When the paper 3 is conveyed from right to left in the drawings, the guide plate 61 urges the paper 3 toward the photosensitive drum 27 to suppress pre-transfer until the trailing edge 3a of the paper 3 leaves the guide plate 61, as shown in FIG. 3A. When the trailing edge 3a of the paper 3 leaves the guide plate 61, as shown in FIG. 3B, the trailing edge 3a swings downward. At this time, the sponge 62 receives the trailing edge 3a to suppress flapping in the same. Since the sponge 62 is formed of a softer material than the guide plate 61, the trailing edge 3a produces almost no sound when striking the sponge 62 at this time. Subsequently, the trailing edge 3a of the paper 3 is conveyed to the transfer position C while supported on the sponge 62.

The structure of the preferred embodiment described above has the following effects.

By receiving the trailing edge 3a of the paper 3 when the trailing edge 3a leaves the guide plate 61, the sponge 62 suppresses flapping in the trailing edge 3a, thereby improving the quality of an image formed on the paper 3.

By forming the sponge 62 softer than the guide plate 61, the trailing edge 3a of the paper 3 makes almost no sound when swinging against the sponge 62, so that the user feels no unpleasantness when using the laser printer 1. Use of the sponge 62 as a cushioning member can further enhance the sound-absorbing effect since the pores in the sponge 62 can absorb sound.

Disposing the sponge 62 outside the swinging range R of the guide plate 61 prevents the flow of electricity to the paper 3 through contact between the guide plate 61 and sponge 62, thereby further suppressing a drop in the quality of images formed on the paper 3 caused by the transfer bias.

Further, disposing the sponge 62 outside the swinging range R of the guide plate 61 prevents the sponge 62 from interfering with flexural deformation of the guide plate 61. Hence, the guide plate 61 can bend suitably, even when the paper 3 is a thick sheet of paper, reducing the likelihood of paper jams.
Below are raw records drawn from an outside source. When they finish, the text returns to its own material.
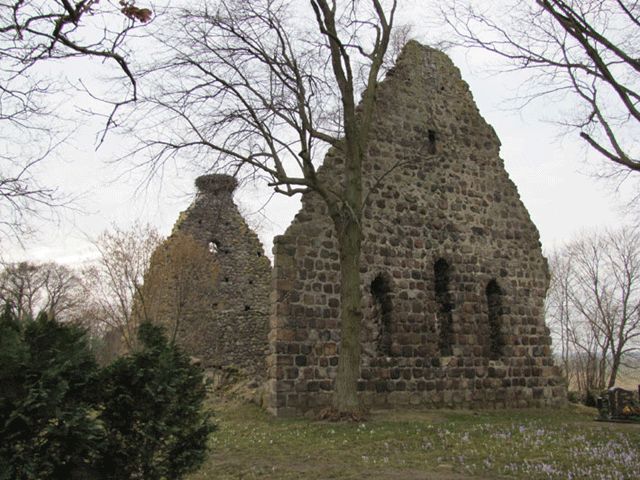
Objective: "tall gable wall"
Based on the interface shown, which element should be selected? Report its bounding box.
[268,42,566,415]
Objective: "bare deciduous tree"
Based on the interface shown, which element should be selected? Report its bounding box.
[0,262,83,321]
[128,0,397,411]
[83,224,162,351]
[548,228,640,392]
[0,0,151,239]
[442,0,640,175]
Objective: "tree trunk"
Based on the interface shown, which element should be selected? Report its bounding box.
[333,216,362,412]
[607,352,621,388]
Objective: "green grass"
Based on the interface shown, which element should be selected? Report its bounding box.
[189,402,640,480]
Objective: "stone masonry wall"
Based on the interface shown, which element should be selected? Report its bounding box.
[150,175,271,376]
[268,42,566,416]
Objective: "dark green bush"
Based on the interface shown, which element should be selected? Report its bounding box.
[0,307,213,480]
[99,323,213,479]
[0,307,103,480]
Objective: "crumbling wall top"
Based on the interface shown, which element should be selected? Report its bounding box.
[196,173,238,195]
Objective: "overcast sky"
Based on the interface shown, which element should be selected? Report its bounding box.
[0,1,637,264]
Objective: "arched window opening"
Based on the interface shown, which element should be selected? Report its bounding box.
[209,240,220,254]
[433,258,453,357]
[428,130,436,155]
[371,274,393,356]
[485,279,504,360]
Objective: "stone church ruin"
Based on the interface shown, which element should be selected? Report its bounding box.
[149,42,566,416]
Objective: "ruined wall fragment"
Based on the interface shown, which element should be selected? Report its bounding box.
[268,42,566,415]
[145,175,271,375]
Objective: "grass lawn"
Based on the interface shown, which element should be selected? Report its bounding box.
[189,401,640,480]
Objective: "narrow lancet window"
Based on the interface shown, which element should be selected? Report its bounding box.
[371,274,393,356]
[485,279,504,360]
[433,258,453,357]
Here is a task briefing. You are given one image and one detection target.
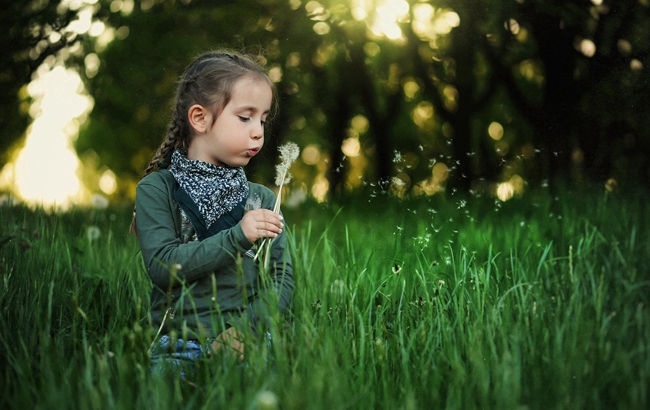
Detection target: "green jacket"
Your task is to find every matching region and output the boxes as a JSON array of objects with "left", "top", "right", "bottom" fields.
[{"left": 136, "top": 169, "right": 293, "bottom": 339}]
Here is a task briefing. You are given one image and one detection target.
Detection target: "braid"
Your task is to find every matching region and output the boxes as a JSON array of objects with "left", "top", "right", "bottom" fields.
[
  {"left": 130, "top": 51, "right": 277, "bottom": 235},
  {"left": 144, "top": 120, "right": 181, "bottom": 176}
]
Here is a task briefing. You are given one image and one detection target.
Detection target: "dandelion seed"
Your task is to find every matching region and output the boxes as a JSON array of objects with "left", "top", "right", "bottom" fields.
[
  {"left": 253, "top": 142, "right": 300, "bottom": 267},
  {"left": 86, "top": 225, "right": 102, "bottom": 242}
]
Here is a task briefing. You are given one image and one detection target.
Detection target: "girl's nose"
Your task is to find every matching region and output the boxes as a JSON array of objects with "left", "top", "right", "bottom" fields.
[{"left": 251, "top": 124, "right": 264, "bottom": 140}]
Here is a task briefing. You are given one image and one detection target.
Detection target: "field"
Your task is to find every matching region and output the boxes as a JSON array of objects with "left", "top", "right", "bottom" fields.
[{"left": 0, "top": 189, "right": 650, "bottom": 410}]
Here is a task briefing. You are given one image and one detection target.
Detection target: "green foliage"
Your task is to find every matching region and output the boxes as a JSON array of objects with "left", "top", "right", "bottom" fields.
[{"left": 0, "top": 192, "right": 650, "bottom": 409}]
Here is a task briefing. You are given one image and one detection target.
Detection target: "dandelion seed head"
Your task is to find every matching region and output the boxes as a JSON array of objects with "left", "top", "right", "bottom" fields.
[
  {"left": 275, "top": 142, "right": 300, "bottom": 186},
  {"left": 86, "top": 225, "right": 102, "bottom": 241}
]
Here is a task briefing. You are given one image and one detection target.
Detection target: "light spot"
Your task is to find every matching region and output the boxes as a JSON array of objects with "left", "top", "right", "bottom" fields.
[
  {"left": 488, "top": 122, "right": 503, "bottom": 141},
  {"left": 341, "top": 138, "right": 361, "bottom": 157},
  {"left": 314, "top": 21, "right": 330, "bottom": 36},
  {"left": 578, "top": 38, "right": 596, "bottom": 57},
  {"left": 269, "top": 66, "right": 282, "bottom": 83},
  {"left": 99, "top": 169, "right": 117, "bottom": 195}
]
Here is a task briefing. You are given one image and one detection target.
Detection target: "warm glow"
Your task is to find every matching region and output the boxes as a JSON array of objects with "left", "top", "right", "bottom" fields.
[
  {"left": 99, "top": 169, "right": 117, "bottom": 195},
  {"left": 497, "top": 182, "right": 515, "bottom": 202},
  {"left": 301, "top": 144, "right": 320, "bottom": 165},
  {"left": 341, "top": 138, "right": 361, "bottom": 157},
  {"left": 0, "top": 66, "right": 92, "bottom": 207},
  {"left": 351, "top": 0, "right": 410, "bottom": 40},
  {"left": 578, "top": 39, "right": 596, "bottom": 57},
  {"left": 0, "top": 0, "right": 111, "bottom": 208},
  {"left": 311, "top": 175, "right": 330, "bottom": 202}
]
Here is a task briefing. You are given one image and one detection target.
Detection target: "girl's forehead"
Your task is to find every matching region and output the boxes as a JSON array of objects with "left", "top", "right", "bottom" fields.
[{"left": 230, "top": 76, "right": 273, "bottom": 108}]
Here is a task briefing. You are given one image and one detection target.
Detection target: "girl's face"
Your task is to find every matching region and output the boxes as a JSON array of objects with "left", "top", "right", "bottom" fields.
[{"left": 187, "top": 77, "right": 273, "bottom": 167}]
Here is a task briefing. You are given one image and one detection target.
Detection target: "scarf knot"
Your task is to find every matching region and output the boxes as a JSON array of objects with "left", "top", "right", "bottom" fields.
[{"left": 169, "top": 150, "right": 248, "bottom": 228}]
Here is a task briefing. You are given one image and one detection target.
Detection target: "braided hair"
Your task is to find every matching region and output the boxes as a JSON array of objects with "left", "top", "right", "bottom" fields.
[{"left": 131, "top": 51, "right": 277, "bottom": 234}]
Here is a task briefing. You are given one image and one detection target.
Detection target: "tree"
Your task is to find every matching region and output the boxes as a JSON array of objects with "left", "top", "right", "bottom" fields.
[{"left": 0, "top": 0, "right": 81, "bottom": 169}]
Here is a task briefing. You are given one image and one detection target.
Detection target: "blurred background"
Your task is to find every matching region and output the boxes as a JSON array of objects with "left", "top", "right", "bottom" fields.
[{"left": 0, "top": 0, "right": 650, "bottom": 207}]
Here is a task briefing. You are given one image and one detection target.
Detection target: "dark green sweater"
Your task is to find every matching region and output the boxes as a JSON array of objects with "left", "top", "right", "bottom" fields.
[{"left": 136, "top": 170, "right": 293, "bottom": 339}]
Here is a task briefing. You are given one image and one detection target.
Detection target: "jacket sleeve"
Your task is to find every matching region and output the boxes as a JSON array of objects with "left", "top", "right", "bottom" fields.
[{"left": 135, "top": 176, "right": 252, "bottom": 289}]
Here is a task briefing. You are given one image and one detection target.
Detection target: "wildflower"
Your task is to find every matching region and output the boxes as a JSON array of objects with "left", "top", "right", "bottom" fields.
[
  {"left": 253, "top": 142, "right": 300, "bottom": 267},
  {"left": 275, "top": 142, "right": 300, "bottom": 189}
]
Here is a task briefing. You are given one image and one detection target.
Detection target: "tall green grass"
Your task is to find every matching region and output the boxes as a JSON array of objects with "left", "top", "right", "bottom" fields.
[{"left": 0, "top": 187, "right": 650, "bottom": 409}]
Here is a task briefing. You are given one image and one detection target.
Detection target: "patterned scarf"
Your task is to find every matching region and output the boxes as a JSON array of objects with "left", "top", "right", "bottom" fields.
[{"left": 169, "top": 150, "right": 248, "bottom": 228}]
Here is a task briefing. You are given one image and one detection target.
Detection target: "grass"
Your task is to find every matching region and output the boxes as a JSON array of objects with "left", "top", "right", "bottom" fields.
[{"left": 0, "top": 187, "right": 650, "bottom": 409}]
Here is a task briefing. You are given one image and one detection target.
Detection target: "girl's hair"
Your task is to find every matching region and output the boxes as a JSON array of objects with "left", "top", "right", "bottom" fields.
[{"left": 131, "top": 51, "right": 277, "bottom": 234}]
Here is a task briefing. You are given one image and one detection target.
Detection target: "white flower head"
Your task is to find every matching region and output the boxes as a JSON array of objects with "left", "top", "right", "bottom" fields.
[{"left": 275, "top": 142, "right": 300, "bottom": 186}]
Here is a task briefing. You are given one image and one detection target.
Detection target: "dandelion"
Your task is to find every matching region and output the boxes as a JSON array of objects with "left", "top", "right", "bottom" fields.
[
  {"left": 253, "top": 142, "right": 300, "bottom": 267},
  {"left": 86, "top": 225, "right": 102, "bottom": 242}
]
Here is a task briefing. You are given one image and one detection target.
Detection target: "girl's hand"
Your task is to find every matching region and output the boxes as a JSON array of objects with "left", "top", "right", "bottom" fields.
[
  {"left": 212, "top": 327, "right": 244, "bottom": 362},
  {"left": 240, "top": 209, "right": 284, "bottom": 243}
]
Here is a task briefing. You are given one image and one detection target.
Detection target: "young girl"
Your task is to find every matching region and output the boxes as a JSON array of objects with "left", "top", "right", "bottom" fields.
[{"left": 134, "top": 52, "right": 293, "bottom": 366}]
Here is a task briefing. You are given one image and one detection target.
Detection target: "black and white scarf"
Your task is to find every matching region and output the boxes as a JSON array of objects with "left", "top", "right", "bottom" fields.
[{"left": 169, "top": 150, "right": 248, "bottom": 228}]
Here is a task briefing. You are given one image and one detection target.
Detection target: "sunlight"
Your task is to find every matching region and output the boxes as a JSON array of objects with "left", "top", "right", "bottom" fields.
[
  {"left": 0, "top": 0, "right": 106, "bottom": 208},
  {"left": 351, "top": 0, "right": 410, "bottom": 40},
  {"left": 0, "top": 66, "right": 92, "bottom": 208}
]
While the invention has been described in detail with reference to specific embodiments thereof, it would be apparent to those skilled in the art that many modifications and variations may be made therein without departing from the spirit of the invention, the scope of which is defined by the attached claims.

For example, the sponge 62 (cushioning member) may be configured in a variety of shapes, as described below.
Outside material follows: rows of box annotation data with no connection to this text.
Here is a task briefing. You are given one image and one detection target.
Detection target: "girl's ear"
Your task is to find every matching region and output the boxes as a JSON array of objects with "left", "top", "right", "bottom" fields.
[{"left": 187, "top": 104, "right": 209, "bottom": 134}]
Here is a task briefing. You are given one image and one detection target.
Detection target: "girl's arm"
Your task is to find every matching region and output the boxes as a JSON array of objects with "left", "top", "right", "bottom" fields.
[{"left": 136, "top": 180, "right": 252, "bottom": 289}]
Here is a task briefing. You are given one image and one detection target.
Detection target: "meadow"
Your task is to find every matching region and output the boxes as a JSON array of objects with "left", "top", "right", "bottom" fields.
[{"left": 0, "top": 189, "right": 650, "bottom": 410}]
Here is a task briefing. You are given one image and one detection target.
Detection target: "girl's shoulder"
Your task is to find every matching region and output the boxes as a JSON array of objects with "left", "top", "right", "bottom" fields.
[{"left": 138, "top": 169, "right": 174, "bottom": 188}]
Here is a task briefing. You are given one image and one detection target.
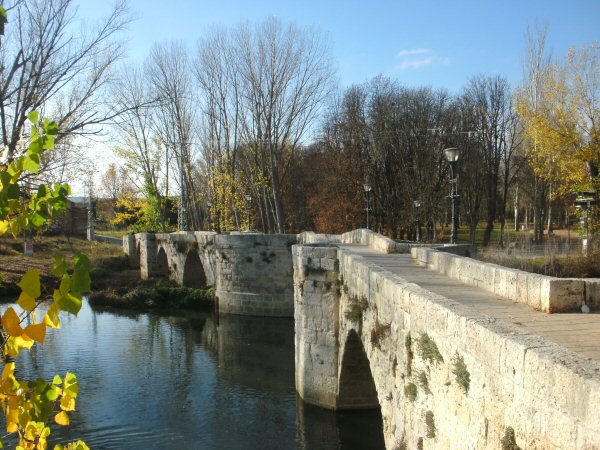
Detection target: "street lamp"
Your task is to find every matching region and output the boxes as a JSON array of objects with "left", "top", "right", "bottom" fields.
[
  {"left": 246, "top": 194, "right": 252, "bottom": 231},
  {"left": 413, "top": 200, "right": 421, "bottom": 242},
  {"left": 575, "top": 191, "right": 596, "bottom": 256},
  {"left": 363, "top": 183, "right": 372, "bottom": 229},
  {"left": 444, "top": 147, "right": 460, "bottom": 244}
]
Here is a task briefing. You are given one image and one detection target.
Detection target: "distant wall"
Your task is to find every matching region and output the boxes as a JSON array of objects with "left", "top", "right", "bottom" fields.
[{"left": 411, "top": 247, "right": 600, "bottom": 313}]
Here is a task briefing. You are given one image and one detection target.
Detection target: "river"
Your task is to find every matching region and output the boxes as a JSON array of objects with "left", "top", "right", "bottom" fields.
[{"left": 3, "top": 303, "right": 385, "bottom": 450}]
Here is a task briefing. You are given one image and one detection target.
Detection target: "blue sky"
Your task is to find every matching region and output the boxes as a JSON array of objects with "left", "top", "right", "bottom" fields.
[{"left": 79, "top": 0, "right": 600, "bottom": 91}]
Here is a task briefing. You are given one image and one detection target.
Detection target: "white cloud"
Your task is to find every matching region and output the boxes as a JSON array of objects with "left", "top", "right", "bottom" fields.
[
  {"left": 398, "top": 48, "right": 432, "bottom": 58},
  {"left": 397, "top": 56, "right": 433, "bottom": 70}
]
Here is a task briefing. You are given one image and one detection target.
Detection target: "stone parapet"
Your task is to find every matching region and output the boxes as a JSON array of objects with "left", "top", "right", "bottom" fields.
[
  {"left": 411, "top": 247, "right": 600, "bottom": 313},
  {"left": 293, "top": 241, "right": 600, "bottom": 449}
]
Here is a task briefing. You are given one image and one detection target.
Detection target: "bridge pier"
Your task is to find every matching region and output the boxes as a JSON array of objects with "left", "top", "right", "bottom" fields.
[{"left": 292, "top": 239, "right": 600, "bottom": 450}]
FIG. 4 shows a sponge 63 according to a first variation of the embodiment. The sponge 63 has a top surface 63a that slopes relative to the nip conveying direction ND or the reference plane, so that the downstream side of the top surface 63a is closer to the photosensitive drum 27 than (positioned higher than) the upstream side. In other words, the top surface 63a of the sponge 63 has a downward slope from the downstream side to the upstream side. A corner 63b forming a portion of the sponge 63 on the top downstream end is positioned higher than the transfer position C.

The sponge 63 according to the first variation described above has the following effects. Since the top surface 63a of the sponge 63 slopes downward from the downstream side toward the upstream side, the sloped top surface 63a can receive the leading edge of the paper 3 and reliably guide the leading edge toward the photosensitive drum 27, even when the leading edge of the paper 3 is curled downward.
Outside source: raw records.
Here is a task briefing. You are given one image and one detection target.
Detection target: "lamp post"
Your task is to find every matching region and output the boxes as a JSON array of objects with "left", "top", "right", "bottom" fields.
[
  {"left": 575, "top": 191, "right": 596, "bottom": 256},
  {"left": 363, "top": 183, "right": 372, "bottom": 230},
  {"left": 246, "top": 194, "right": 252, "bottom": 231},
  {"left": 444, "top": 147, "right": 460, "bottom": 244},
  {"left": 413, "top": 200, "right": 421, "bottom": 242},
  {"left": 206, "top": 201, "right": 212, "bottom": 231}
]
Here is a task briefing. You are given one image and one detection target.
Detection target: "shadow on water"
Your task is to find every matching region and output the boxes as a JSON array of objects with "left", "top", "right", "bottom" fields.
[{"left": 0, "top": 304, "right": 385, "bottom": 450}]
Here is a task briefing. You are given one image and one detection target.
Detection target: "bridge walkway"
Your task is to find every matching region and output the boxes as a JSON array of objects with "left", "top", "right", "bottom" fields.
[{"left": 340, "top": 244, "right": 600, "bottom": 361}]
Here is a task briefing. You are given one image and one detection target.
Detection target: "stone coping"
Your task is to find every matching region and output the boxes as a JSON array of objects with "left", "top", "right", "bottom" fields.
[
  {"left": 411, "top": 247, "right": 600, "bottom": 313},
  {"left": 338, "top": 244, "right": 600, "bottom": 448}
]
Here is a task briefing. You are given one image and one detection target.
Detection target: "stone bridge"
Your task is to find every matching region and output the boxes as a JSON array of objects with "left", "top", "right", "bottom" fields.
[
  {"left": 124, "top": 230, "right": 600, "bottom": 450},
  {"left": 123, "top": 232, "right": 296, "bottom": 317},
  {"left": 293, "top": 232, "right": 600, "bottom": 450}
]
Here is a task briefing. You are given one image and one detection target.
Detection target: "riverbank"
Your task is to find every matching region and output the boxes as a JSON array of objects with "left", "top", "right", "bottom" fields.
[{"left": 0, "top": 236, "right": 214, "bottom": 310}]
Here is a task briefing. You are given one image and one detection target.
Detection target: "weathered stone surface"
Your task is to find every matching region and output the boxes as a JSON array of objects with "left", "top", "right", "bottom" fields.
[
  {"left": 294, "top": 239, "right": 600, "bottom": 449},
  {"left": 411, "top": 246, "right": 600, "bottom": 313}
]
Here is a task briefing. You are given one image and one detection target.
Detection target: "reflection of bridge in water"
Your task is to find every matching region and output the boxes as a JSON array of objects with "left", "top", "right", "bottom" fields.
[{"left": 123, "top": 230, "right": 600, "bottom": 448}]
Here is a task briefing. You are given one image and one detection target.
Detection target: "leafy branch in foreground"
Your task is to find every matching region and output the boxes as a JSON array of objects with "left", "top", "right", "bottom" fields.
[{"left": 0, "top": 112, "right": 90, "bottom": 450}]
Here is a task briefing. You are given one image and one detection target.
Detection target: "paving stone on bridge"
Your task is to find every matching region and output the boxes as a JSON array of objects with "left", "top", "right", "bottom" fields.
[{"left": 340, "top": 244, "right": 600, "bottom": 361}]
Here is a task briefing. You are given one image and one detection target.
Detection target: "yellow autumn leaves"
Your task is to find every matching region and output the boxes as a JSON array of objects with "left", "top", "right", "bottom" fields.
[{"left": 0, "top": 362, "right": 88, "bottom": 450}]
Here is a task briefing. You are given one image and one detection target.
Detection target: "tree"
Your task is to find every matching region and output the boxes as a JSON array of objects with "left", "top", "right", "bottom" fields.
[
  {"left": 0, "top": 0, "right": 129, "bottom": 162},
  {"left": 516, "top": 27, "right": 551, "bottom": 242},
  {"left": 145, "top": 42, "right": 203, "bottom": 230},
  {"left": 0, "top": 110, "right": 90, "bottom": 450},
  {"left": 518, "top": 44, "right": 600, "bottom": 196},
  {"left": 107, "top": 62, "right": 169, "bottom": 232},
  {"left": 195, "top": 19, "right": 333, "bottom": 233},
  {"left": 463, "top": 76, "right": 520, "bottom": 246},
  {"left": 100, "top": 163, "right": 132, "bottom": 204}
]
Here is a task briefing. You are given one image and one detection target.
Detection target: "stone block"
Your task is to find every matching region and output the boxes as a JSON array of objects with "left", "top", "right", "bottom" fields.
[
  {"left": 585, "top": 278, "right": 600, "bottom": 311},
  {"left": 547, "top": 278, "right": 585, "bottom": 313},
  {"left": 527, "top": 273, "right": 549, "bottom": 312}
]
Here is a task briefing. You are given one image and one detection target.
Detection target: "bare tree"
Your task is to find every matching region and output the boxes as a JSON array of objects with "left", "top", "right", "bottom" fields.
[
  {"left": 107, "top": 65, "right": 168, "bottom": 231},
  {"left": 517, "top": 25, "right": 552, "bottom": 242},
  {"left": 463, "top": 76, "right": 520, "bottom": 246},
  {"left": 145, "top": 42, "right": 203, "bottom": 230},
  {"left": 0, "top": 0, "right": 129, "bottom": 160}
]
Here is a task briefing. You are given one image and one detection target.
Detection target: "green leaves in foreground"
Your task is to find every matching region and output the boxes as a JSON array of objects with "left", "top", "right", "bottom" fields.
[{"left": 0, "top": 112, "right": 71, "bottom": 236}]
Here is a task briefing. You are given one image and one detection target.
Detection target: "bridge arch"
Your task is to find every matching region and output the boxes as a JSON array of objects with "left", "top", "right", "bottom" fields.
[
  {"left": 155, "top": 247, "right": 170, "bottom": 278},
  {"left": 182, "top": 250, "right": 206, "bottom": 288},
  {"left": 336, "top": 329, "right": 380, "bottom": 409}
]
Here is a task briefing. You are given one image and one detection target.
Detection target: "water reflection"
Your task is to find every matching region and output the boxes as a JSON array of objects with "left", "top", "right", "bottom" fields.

Further, by positioning the corner 63b of the sponge 63 higher than the transfer position C, the corner 63b can support the paper 3 at a position approaching the photosensitive drum 27, thereby further suppressing pre-transfer.

FIG. 5 shows a sponge 64 according to a second variation of the embodiment. The sponge 64 is formed in a rectangular shape having a prescribed uniform thickness in the vertical dimension, such that a top surface 64a of the sponge 64 runs parallel to the nip conveying direction ND or the reference plane and is at a position higher than the transfer position C. In other words, a corner 64b is formed at an angle of 90° on the top downstream side of the sponge 64 in a region that contacts the paper 3 and is positioned higher than the transfer position C.

The sponge 64 according to the second variation described above has the following effects.

Since the top surface 64a of the sponge 64 runs parallel to the nip conveying direction ND and the corner 64b that contacts the paper 3 forms an angle of 90°, the corner 64b supporting the paper 3 is unlikely to be compressed by the force of the paper 3, thereby maintaining the paper 3 at a substantially fixed position.

Further, since the corner 64b of the sponge 64 is positioned higher than the transfer position C, the corner 64b can support the paper 3 at a position approaching the photosensitive drum 27, thereby suppressing pre-transfer.

FIG. 6 shows a sponge 65 according to a third variation of the embodiment. The sponge 65 has a top surface 65a that slopes relative to the nip conveying direction ND or the reference plane so that the downstream side of the top surface 65a is closer to the transfer roller 30 with respect to the vertical (positioned lower) than the upstream side. In other words, the top surface 65a of the sponge 65 has an upward slope from the downstream side to the upstream side. Further, a corner 65b forming a portion of the sponge 65 on the top upstream side thereof is positioned higher than the transfer position C. A corner 65c on the top downstream side of the sponge 65 is formed at an obtuse angle since the top surface 65a slopes upward from the downstream side to the upstream side.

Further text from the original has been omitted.